Серебрица примирительно выставила ладонь — мол, всё будет в полном порядке.
— Матушка Цветанка, я писать хочу! — заявил Кудря.
— Ну, пойдём, — спокойно и терпеливо сказала та.
Присмотреть за Барнутой она попросила Драгону, и они с Кудрей удалились. Едва они исчезли из виду, как Барнута начал морщиться и покряхтывать.
— Ты чего? — спросила Драгона.
Тот смущённо молчал. Навья склонилась:
— Скажи на ушко.
— Я какать хочу, — шёпотом признался мальчик.
Что делать? Драгона взвыла сквозь зубы: как уйти? А если Светлана там родит? Но не мучить же мальчика!
— Пошли, — вздохнула она, беря Барнуту за руку.

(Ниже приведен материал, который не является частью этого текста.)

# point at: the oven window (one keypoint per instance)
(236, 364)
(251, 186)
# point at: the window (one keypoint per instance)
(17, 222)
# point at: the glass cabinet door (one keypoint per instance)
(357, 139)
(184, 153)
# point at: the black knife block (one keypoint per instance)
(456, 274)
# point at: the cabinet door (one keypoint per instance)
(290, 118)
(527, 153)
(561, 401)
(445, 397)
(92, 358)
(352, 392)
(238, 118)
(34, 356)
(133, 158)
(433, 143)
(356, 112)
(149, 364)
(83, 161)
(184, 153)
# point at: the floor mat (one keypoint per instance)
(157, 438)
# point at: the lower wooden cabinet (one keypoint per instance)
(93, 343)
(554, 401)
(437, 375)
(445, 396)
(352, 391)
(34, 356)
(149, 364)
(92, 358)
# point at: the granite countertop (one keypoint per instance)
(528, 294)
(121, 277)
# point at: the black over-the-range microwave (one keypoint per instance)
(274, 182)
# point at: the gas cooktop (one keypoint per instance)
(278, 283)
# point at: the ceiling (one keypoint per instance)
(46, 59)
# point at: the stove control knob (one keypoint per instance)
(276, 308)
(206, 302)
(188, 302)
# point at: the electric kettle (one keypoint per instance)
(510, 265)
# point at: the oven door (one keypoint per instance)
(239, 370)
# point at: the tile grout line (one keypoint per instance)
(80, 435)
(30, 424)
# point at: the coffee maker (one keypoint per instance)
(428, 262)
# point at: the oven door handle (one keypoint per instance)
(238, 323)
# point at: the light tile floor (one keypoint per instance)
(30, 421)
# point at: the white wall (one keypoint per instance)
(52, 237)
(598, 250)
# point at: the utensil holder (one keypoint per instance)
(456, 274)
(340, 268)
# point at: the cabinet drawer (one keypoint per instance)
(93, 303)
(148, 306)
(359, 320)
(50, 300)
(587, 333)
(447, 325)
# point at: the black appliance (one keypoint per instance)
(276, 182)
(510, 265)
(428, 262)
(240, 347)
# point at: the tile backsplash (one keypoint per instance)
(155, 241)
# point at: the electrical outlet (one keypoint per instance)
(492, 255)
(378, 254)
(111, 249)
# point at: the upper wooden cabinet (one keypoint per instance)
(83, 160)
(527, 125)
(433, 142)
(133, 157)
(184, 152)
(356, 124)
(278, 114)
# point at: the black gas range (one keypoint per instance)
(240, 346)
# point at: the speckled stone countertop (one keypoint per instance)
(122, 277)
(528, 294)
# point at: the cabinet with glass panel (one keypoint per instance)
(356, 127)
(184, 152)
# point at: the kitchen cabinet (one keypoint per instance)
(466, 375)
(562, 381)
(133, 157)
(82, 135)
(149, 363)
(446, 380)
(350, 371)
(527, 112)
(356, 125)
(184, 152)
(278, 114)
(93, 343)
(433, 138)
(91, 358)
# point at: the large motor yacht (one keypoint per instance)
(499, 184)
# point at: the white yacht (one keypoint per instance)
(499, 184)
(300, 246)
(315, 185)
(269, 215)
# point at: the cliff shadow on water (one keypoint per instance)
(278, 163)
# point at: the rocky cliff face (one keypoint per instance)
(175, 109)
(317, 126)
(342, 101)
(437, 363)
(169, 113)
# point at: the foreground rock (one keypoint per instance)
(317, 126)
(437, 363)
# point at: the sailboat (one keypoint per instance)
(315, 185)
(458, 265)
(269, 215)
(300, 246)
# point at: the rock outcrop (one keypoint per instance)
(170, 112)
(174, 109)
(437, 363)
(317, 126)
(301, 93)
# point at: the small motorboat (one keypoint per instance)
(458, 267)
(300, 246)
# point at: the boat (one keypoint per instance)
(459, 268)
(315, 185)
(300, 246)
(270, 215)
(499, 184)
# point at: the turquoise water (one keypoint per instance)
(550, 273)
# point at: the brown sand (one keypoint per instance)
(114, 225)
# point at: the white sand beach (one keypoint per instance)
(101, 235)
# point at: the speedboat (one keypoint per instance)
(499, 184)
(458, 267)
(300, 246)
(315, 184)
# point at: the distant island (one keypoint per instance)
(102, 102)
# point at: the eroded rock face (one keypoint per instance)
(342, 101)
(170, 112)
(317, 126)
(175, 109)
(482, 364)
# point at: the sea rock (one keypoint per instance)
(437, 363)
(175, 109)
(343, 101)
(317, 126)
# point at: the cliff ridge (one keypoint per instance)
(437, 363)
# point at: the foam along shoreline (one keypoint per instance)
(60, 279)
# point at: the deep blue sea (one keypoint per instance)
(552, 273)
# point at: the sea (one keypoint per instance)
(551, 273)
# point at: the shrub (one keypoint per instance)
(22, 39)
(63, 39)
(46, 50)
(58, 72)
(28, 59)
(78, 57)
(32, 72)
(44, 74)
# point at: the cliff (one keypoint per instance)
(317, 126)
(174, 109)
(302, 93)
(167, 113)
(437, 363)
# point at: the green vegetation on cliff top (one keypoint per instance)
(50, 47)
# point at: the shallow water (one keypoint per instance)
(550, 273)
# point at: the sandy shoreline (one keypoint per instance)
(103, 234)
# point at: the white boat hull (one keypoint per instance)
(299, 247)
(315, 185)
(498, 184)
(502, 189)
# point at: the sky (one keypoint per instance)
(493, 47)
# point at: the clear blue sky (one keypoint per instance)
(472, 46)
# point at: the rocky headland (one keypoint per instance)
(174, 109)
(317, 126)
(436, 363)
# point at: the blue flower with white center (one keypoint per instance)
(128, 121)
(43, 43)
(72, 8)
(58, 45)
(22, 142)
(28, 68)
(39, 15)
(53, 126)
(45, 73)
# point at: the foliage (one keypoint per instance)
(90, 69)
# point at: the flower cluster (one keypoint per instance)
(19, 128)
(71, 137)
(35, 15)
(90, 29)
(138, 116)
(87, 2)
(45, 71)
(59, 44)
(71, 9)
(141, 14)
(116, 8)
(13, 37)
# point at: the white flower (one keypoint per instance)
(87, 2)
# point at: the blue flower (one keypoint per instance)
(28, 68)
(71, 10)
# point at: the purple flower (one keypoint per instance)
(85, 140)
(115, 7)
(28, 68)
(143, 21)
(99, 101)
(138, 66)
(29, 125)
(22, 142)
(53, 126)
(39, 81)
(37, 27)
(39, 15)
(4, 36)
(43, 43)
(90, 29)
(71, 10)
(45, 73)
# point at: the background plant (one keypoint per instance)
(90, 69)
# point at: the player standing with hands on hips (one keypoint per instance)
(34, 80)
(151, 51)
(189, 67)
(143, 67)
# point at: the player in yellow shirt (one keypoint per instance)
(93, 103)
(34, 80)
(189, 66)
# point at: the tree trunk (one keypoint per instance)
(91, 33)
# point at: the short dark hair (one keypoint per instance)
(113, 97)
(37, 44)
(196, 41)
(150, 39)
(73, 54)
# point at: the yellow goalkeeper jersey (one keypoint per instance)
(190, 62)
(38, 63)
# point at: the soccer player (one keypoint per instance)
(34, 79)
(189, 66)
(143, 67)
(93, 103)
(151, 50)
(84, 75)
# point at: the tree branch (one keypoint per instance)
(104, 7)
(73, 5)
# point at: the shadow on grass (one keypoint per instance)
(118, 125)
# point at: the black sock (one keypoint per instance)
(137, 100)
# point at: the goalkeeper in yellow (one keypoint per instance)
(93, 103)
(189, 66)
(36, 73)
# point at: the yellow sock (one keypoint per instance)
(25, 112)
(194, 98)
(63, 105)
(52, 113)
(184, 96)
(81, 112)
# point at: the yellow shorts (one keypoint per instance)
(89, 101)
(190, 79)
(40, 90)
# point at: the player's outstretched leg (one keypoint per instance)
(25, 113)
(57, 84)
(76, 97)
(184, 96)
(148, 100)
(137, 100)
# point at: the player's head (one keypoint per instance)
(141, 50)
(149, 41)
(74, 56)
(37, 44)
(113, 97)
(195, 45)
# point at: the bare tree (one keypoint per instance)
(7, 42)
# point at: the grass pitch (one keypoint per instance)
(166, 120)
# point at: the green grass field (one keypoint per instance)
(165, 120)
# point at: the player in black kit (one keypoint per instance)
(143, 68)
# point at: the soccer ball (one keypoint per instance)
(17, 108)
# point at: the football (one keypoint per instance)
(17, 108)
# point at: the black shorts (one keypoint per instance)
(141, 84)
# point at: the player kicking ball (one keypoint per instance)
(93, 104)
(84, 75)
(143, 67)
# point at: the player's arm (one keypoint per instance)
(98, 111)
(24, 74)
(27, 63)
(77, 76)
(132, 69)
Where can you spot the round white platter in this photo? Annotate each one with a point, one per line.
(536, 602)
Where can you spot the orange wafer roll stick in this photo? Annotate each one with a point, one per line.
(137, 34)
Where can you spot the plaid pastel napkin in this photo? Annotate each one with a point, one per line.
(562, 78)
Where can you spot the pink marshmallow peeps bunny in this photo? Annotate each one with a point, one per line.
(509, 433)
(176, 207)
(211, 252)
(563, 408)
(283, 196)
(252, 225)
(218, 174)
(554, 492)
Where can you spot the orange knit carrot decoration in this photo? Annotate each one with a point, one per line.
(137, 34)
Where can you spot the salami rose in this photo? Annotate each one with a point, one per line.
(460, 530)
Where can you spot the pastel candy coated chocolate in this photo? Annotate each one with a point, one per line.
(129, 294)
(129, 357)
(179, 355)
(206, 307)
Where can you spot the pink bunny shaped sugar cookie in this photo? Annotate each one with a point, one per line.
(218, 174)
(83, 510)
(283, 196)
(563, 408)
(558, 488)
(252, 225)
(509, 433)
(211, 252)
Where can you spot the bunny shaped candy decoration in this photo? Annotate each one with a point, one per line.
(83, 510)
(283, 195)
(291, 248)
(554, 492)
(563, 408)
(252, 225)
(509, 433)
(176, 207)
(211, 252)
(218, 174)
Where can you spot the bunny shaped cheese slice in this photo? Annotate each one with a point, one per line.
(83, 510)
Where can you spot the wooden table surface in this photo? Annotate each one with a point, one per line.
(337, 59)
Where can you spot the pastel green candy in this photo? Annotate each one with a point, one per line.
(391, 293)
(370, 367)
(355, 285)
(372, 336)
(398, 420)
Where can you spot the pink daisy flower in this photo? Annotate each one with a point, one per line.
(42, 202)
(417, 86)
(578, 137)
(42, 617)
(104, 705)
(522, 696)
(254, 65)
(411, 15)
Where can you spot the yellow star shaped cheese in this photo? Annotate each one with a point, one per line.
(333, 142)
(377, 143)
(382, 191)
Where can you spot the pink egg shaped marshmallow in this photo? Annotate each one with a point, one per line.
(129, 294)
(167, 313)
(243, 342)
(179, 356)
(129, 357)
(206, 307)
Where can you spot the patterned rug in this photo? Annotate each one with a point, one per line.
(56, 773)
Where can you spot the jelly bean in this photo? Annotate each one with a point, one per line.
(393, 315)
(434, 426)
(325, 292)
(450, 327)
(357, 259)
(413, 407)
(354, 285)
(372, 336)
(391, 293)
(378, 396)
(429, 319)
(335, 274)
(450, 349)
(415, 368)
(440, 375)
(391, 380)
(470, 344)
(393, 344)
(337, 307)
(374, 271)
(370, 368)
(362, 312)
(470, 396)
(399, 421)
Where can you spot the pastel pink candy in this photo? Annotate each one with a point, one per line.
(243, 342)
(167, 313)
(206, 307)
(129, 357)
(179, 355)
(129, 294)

На полпути к нужнику они встретились с Цветанкой и Кудрей, которые уже возвращались.
— Он по-большому, — пояснила Драгона.
— А сразу сказать не мог? — хмыкнула Цветанка. — Ладно, пошли. Госпожа Драгона, Кудрю, что ли, возьми...
Навья взяла за руку Кудрю, и они пошли назад, а Цветанка увела его братца. Когда Драгона с мальчиком вернулись к двери родильной комнаты, Гледлид с Серебрицей опять чокались фляжками.
— Если так дальше пойдёт, к рождению ваших детей вы будете уже совсем хорошие, — заметила Драгона.
Серебрица опять выставила ладонь: будь спокойна! А в родильной комнате послышался крик младенца. Все трое застыли: чей?
— Берёзка! Это она! Это моя! — встрепенулась Гледлид.
Серебрица, положив руку ей на плечо, заставила её сесть.
— Почему ты так думаешь? А мне кажется, это моя орёт!
— Я уверена, что моя! — не сдавалась рыжая навья.
— Спорим, моя? — прищурилась Серебрица.